Phuket ist längst nicht mehr nur eine Urlaubslandschaft. Dies ist bereits ein separater Markt, in dem Lebensstil, Infrastruktur und Investitionslogik zusammenwirken.
Wenn man Phuket immer noch mit der Formel „Meer, Palmen, passives Einkommen“ beschreibt, ist der Markt bereits weitergezogen. Und er ging ganz selbstbewusst. Phuket ist heute nicht deshalb interessant, weil es nur ein wunderschöner Ferienort ist. Es gibt genug schöne Resorts auf der Welt. Es ist interessant, weil es zu einem seltenen Hybrid geworden ist: ein Insel-Lifestyle-Markt, ein internationales Touristenzentrum, ein Ort für Langzeitaufenthalte und gleichzeitig ein Immobilienmarkt, der bereits die Pubertät hinter sich hat.
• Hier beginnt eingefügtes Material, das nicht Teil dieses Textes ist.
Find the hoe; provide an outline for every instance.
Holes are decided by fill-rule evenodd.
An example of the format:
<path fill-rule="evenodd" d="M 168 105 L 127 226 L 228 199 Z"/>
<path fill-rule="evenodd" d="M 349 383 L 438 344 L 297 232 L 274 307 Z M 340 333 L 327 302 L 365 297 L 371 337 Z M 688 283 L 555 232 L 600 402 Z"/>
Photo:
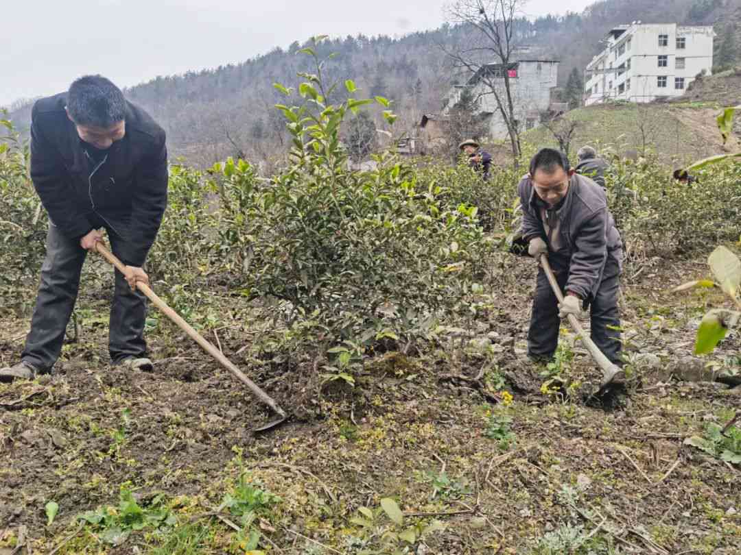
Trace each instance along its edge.
<path fill-rule="evenodd" d="M 559 303 L 562 303 L 563 295 L 561 293 L 561 288 L 556 280 L 556 276 L 554 275 L 553 269 L 551 269 L 548 259 L 545 255 L 540 257 L 540 265 L 543 268 L 543 272 L 545 272 L 545 276 L 548 278 L 548 283 L 551 283 L 551 289 L 553 289 L 556 298 L 558 299 Z M 568 314 L 568 323 L 571 325 L 574 331 L 576 332 L 579 340 L 582 341 L 582 344 L 586 347 L 587 351 L 589 352 L 594 362 L 597 363 L 597 366 L 602 371 L 602 379 L 599 384 L 599 388 L 590 396 L 591 397 L 601 397 L 607 393 L 608 390 L 612 386 L 619 386 L 623 382 L 625 379 L 625 374 L 622 369 L 617 364 L 610 362 L 609 359 L 594 344 L 594 342 L 592 341 L 590 337 L 585 333 L 584 328 L 582 327 L 582 325 L 579 323 L 579 319 L 576 316 L 572 314 Z"/>
<path fill-rule="evenodd" d="M 116 268 L 122 273 L 125 272 L 126 266 L 121 262 L 116 256 L 113 255 L 107 249 L 103 246 L 101 243 L 96 243 L 96 249 L 99 254 L 101 254 L 104 258 L 105 258 L 109 263 L 113 264 Z M 137 282 L 136 288 L 144 293 L 147 297 L 152 301 L 158 309 L 162 311 L 165 314 L 170 318 L 173 322 L 177 324 L 178 327 L 187 333 L 191 339 L 193 339 L 196 343 L 203 348 L 203 350 L 207 353 L 213 357 L 219 363 L 224 366 L 227 370 L 233 374 L 238 380 L 242 382 L 245 386 L 247 386 L 250 391 L 252 391 L 254 395 L 262 401 L 265 404 L 269 406 L 273 412 L 275 412 L 278 417 L 267 424 L 265 424 L 258 428 L 253 428 L 253 431 L 265 431 L 265 430 L 269 430 L 271 428 L 275 428 L 279 424 L 284 422 L 286 418 L 288 417 L 285 411 L 281 408 L 278 404 L 273 400 L 273 398 L 265 393 L 262 389 L 258 387 L 253 381 L 245 375 L 239 369 L 238 369 L 234 364 L 233 364 L 229 359 L 225 357 L 221 351 L 216 349 L 213 345 L 210 343 L 205 339 L 203 338 L 198 332 L 193 329 L 193 327 L 185 320 L 183 320 L 177 312 L 170 308 L 164 300 L 162 300 L 157 295 L 152 291 L 149 286 Z"/>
Was früher als „Wohnung am Meer kaufen und lächeln“ verkauft wurde, wird jetzt viel überzeugender verkauft: durch Infrastruktur, Verkehrsanbindung, begrenzte Grundstücke, Servicequalität, internationale Marken und einen ausgereiften Wettbewerb zwischen Projekten. Ein guter Markt muss überhaupt nicht laut sein. Es muss verständlich sein.
Im Jahr 2024 erwirtschaftete Phuket mehr als 481,4 Milliarden Baht an Tourismuseinnahmen und empfing 12,9 Millionen Touristen. Das ist nicht nur für die Insel ein schöner Wert. Dies ist ein direktes Signal: Die lokale Wirtschaft lebt schon lange nicht mehr im Modus „Hochsaison, dann Ruhe“. Tourismus ist hier keine Episode mehr, sondern eine tragende Struktur. Im Jahr 2025 wickelte der Flughafen Phuket rund 17,4 Millionen Passagierbewegungen ab, was bedeutet, dass er deutlich über seiner geplanten Kapazität operierte. Wenn die Infrastruktur nicht aufgrund von Schwäche, sondern aufgrund der Nachfrage zu ersticken beginnt, ist es für Anleger sinnvoll, genauer hinzuschauen.
Der Schwerpunkt liegt jedoch anders. Phuket ist nicht mehr auf eine einzige Käuferpersönlichkeit angewiesen. Nicht nur Touristen kommen für zwei Wochen auf die Insel und nicht nur Investoren, die für den Urlaub eine Immobilie vermieten wollen. Es gibt eine wachsende Zahl von Menschen, die für längere Zeit hierher kommen: Familien mit Kindern, Unternehmer, abgelegene Spezialisten, Menschen, die ihr Leben zwischen mehreren Ländern aufteilen. Und das verändert die Nachfrage selbst. Eine Person braucht eine Woche lang eine schöne Aussicht. Sechs Monate lang braucht ein Mensch eine Schule, eine Straße, eine Klinik, einen Supermarkt und ein Viertel, das nicht nach neun Uhr abends zusammenbricht.
Deshalb kann Phuket heute nicht nur anhand seiner Strände analysiert werden. Es muss als System analysiert werden: Wo ist der neue Verkehrskorridor, wo entsteht ein starker Handel, wo sind internationale Dienstleistungen konzentriert, wo wird das Objekt nach der Schlüsselübergabe verwaltet und nicht gleich zu Beginn schön verkauft? Und wo das Projekt die Chance hat, auch drei Jahre nach seiner Fertigstellung nicht müde auszusehen.
Laut C9 Hotelworks umfasste Phukets aktives Angebot zu Beginn des Jahres 2025 etwa 40.600 Wohneinheiten in 343 Projekten. Das bedeutet eine einfache Sache: Die Zeit, in der fast jedes neue Objekt allein durch die Tatsache gerechtfertigt werden konnte, „es ist in Phuket“, geht zu Ende. Jetzt müssen Sie sich nicht für eine Insel im Allgemeinen entscheiden, sondern für einen bestimmten Mikrostandort, eine Eigentümerstrategie und ein Betriebsmodell.
Phuket ist heute kein magischer „Am Meer reich werden“-Knopf. Und das ist einfach ein gutes Zeichen. Wirklich starke Märkte sehen genau so aus: nicht wie ein Märchen, sondern wie ein Gebiet, in dem Geld auf Lebensqualität trifft und ein Quadratmeter nicht mehr von Versprechen, sondern von echter städtischer Logik abhängt.